Анастасия была в белой шелковой блузке с легкими свободными рукавами,
украшенной по проймам золотой тесьмой, талию демонической женщины стягивал
кушак, узкие брюки из белого бархата были вправлены в красные сапожки.
- Откуда выкройку брала?
- Из "Бурды", - сказала Анастасия. - Ну хоть красивая?
- Еще бы не красивая! - сказал Данилов.
- А что ты пялишь на меня свои бесстыжие глаза! Ему бы обходить меня
за версты, а он сидит со мной - и ему не совестно!
Впрочем, все это было произнесено Анастасией хотя и громко, но без
всякого напора и желания кокетничать. Скорее нежно и робко. Если прежде
явления Анастасии Данилову, особенно в земных условиях, сопровождались
световыми столбами, сотрясением воздуха, волнением вод и минералов, если
прежде вокруг Анастасии все бурлило, все стонало, а Анастасия была сама
страсть, то теперь в зарослях бузины и листочки не шелестели, и не
осыпались спелые ягоды. Анастасия же проявляла себя чуть ли не скромницей.
Что же она?
- Ты не сердись на меня, - сказал Данилов. - Ты ведь знаешь мои
обстоятельства.
- Я не сержусь, - взглянула на него Анастасия. - У меня хватает
приятелей.

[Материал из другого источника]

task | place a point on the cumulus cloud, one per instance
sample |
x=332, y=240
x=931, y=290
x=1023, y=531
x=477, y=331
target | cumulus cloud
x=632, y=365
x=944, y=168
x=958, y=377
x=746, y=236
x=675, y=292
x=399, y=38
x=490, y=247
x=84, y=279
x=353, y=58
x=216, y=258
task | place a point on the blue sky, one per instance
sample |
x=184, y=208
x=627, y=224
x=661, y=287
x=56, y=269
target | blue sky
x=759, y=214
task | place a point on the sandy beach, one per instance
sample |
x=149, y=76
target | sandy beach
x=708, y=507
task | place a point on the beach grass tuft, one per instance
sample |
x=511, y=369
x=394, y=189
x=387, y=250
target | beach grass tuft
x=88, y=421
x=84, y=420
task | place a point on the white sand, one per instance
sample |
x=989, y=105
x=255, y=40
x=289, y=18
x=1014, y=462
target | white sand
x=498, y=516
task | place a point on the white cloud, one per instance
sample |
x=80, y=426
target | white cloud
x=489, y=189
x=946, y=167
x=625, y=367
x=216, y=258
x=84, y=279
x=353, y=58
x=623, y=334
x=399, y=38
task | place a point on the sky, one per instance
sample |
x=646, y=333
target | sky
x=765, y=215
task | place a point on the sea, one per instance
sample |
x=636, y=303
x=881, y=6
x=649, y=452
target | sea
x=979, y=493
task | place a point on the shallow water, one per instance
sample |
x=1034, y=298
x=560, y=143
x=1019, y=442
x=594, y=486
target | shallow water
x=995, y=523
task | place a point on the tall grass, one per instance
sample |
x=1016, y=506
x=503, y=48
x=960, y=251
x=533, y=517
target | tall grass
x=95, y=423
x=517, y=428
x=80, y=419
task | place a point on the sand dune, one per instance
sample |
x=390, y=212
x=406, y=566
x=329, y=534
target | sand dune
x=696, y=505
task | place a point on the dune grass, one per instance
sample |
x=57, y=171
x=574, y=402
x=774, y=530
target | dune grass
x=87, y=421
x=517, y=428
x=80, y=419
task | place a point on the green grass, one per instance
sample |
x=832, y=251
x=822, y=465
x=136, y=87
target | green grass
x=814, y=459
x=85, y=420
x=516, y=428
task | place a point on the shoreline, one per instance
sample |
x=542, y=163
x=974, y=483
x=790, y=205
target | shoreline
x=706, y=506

Я ими довольна. А к тебе равнодушна.
Данилов не знал, что сказать ей на эти слова. Потом вспомнил:
- Спасибо тебе.
- За что?
- За то, что выходила меня после поединка. За то, что дыру заштопала
шелковыми нитками. За все. Ты ведь и рисковала тогда.
- Рисковала! - махнула рукой Анастасия. - А то что же!
Она внезапно повернулась к нему, притянула его к себе, сказала:
- Данилов! Останься здесь! Зачем тебе Земля?
- Что ты, Анастасия? Ты же смоленских кровей.
- Нет, - сказала Анастасия. - Я на Земле чужая. Мне лучше здесь.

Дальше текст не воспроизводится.